ALBERT

Description: Characterizing vertical profiles of aerosol optical properties is important because only replying on the surface or column-integrated measurements is unable to unambiguously constrain the radiative impacts of aerosol. This study presents series of vertical profiles of in-situ measured multi-wavelength optical properties of aerosols during three pollution events in Nov. to Dec. 2016 over Beijing region. For all pollution events, clean periods (CP) before pollution initialization showed higher scattering Ångström exponent and smaller asymmetry parameter (g), and relatively uniform vertical structures. The heavy pollution (HP) periods showed increased particle size, causing these parameters to vary in the opposite way. During the transition periods (TP), regional transport of aged aerosols at upper level was found. The AERONET aerosol optical depth (AOD) matched the in-situ measurements within 10 %, however the AERONET absorption optical depth (AAOD) was 10–20 % higher than in-situ measurements, and this positive discrepancy increased to 30 % at shorter wavelength. The absorption of brown carbon (BrC) was identified by increased absorption Ångström exponent (AAE), and the heating rate of black carbon (BC) and BrC was calculated by computing the wavelength-dependent absorption coefficient and actinic flux by the radiative transfer model. BC and BrC had heating rate up to 0.18 K/h and 0.05 K/h in the planetary boundary layer (PBL) respectively during the pollution period.
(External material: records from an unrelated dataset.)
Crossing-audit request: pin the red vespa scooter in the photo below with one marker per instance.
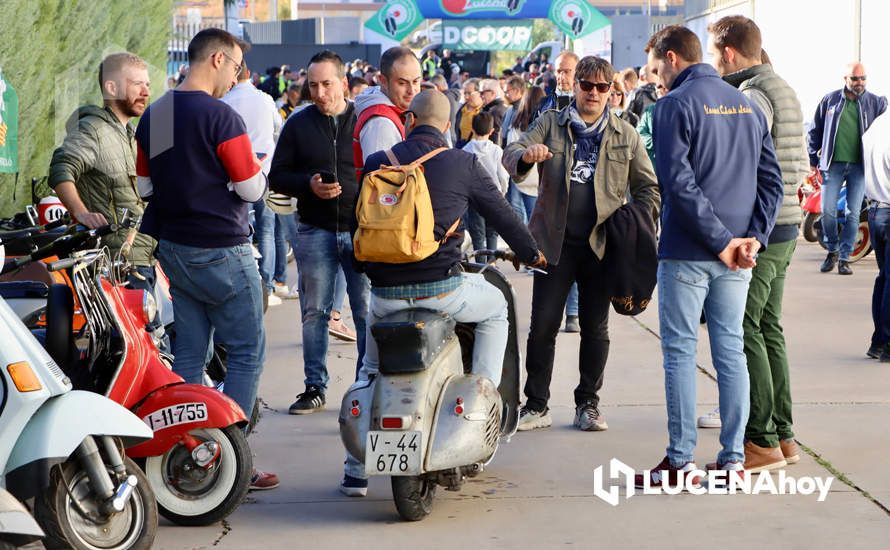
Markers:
(198, 463)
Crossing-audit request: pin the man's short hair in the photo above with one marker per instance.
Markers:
(592, 66)
(391, 56)
(111, 66)
(483, 123)
(677, 39)
(330, 57)
(739, 33)
(210, 41)
(516, 82)
(630, 76)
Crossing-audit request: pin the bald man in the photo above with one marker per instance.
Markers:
(834, 144)
(455, 179)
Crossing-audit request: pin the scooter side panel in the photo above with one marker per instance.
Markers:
(64, 421)
(222, 411)
(471, 436)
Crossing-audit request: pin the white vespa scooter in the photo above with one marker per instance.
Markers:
(62, 448)
(425, 420)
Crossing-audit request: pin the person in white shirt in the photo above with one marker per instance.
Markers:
(489, 155)
(263, 123)
(876, 160)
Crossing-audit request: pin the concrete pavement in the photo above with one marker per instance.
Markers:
(539, 490)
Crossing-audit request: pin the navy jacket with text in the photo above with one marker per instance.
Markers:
(716, 165)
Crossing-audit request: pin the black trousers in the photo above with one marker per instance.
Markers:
(577, 263)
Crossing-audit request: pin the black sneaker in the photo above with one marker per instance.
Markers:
(829, 263)
(310, 401)
(589, 419)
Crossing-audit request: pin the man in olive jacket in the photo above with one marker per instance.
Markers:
(589, 159)
(94, 170)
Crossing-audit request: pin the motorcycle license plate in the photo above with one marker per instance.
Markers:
(392, 453)
(175, 415)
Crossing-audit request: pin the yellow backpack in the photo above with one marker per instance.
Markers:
(395, 214)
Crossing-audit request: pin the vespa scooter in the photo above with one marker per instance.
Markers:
(425, 419)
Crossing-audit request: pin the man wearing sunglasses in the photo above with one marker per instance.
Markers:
(834, 144)
(590, 161)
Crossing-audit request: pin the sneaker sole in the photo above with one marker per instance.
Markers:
(304, 411)
(766, 467)
(544, 422)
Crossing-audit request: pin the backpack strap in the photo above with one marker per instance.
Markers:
(451, 231)
(429, 155)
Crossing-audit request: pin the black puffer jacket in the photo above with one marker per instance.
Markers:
(311, 142)
(455, 180)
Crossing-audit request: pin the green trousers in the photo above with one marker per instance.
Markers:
(770, 416)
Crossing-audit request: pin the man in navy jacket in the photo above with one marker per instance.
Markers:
(834, 144)
(721, 189)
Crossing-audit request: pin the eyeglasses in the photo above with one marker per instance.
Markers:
(238, 66)
(587, 86)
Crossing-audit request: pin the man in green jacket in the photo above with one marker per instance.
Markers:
(94, 170)
(736, 53)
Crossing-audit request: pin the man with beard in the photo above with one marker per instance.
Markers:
(197, 168)
(834, 144)
(91, 170)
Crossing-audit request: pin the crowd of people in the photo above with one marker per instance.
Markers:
(559, 159)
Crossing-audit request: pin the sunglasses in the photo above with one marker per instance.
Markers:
(587, 86)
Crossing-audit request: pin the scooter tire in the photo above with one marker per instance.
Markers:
(223, 495)
(809, 227)
(413, 496)
(56, 515)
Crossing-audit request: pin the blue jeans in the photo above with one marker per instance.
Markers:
(320, 253)
(217, 293)
(264, 225)
(684, 287)
(832, 180)
(475, 301)
(879, 227)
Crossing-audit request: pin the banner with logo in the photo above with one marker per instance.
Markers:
(577, 18)
(9, 127)
(396, 19)
(475, 34)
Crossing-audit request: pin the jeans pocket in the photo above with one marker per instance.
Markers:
(212, 277)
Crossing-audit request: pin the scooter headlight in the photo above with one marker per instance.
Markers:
(149, 307)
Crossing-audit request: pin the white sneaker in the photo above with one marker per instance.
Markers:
(710, 420)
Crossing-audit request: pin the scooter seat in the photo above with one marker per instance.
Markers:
(409, 340)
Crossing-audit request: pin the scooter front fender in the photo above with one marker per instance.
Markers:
(62, 423)
(221, 412)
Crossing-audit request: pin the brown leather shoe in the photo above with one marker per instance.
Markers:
(791, 450)
(759, 458)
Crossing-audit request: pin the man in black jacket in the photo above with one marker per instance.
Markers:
(313, 162)
(455, 179)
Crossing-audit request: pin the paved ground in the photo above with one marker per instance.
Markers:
(539, 491)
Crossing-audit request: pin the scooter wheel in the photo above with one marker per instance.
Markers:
(809, 227)
(65, 527)
(413, 496)
(191, 495)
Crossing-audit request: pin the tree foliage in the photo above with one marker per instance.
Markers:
(50, 52)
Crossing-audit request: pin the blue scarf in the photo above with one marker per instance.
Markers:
(587, 138)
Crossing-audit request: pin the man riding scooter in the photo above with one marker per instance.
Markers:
(455, 179)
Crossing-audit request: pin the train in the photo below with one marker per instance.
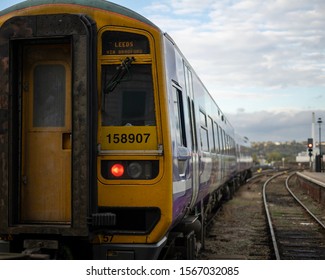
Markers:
(111, 145)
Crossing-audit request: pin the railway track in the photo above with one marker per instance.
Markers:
(296, 232)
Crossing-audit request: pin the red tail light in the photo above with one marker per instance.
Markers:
(117, 170)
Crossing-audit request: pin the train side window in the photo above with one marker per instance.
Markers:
(179, 117)
(204, 132)
(131, 100)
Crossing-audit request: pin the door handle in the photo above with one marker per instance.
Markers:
(66, 141)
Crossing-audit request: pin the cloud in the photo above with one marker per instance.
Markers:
(251, 43)
(275, 126)
(262, 61)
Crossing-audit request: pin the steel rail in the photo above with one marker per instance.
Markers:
(301, 204)
(269, 219)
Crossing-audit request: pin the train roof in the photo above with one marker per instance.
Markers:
(97, 4)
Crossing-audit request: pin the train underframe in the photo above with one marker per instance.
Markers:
(183, 242)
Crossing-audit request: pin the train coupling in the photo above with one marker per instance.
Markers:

The fraction of BrC absorption increased from 12 % to 40 % in the PBL from CP to HP period. Notably, higher contribution of BrC heating was found above the PBL under polluted condition. This study gives a full picture of shortwave heating impacts of carbonaceous aerosols during different stages of pollution event, and highlights the increased contribution of BrC absorption especially at higher level during pollution.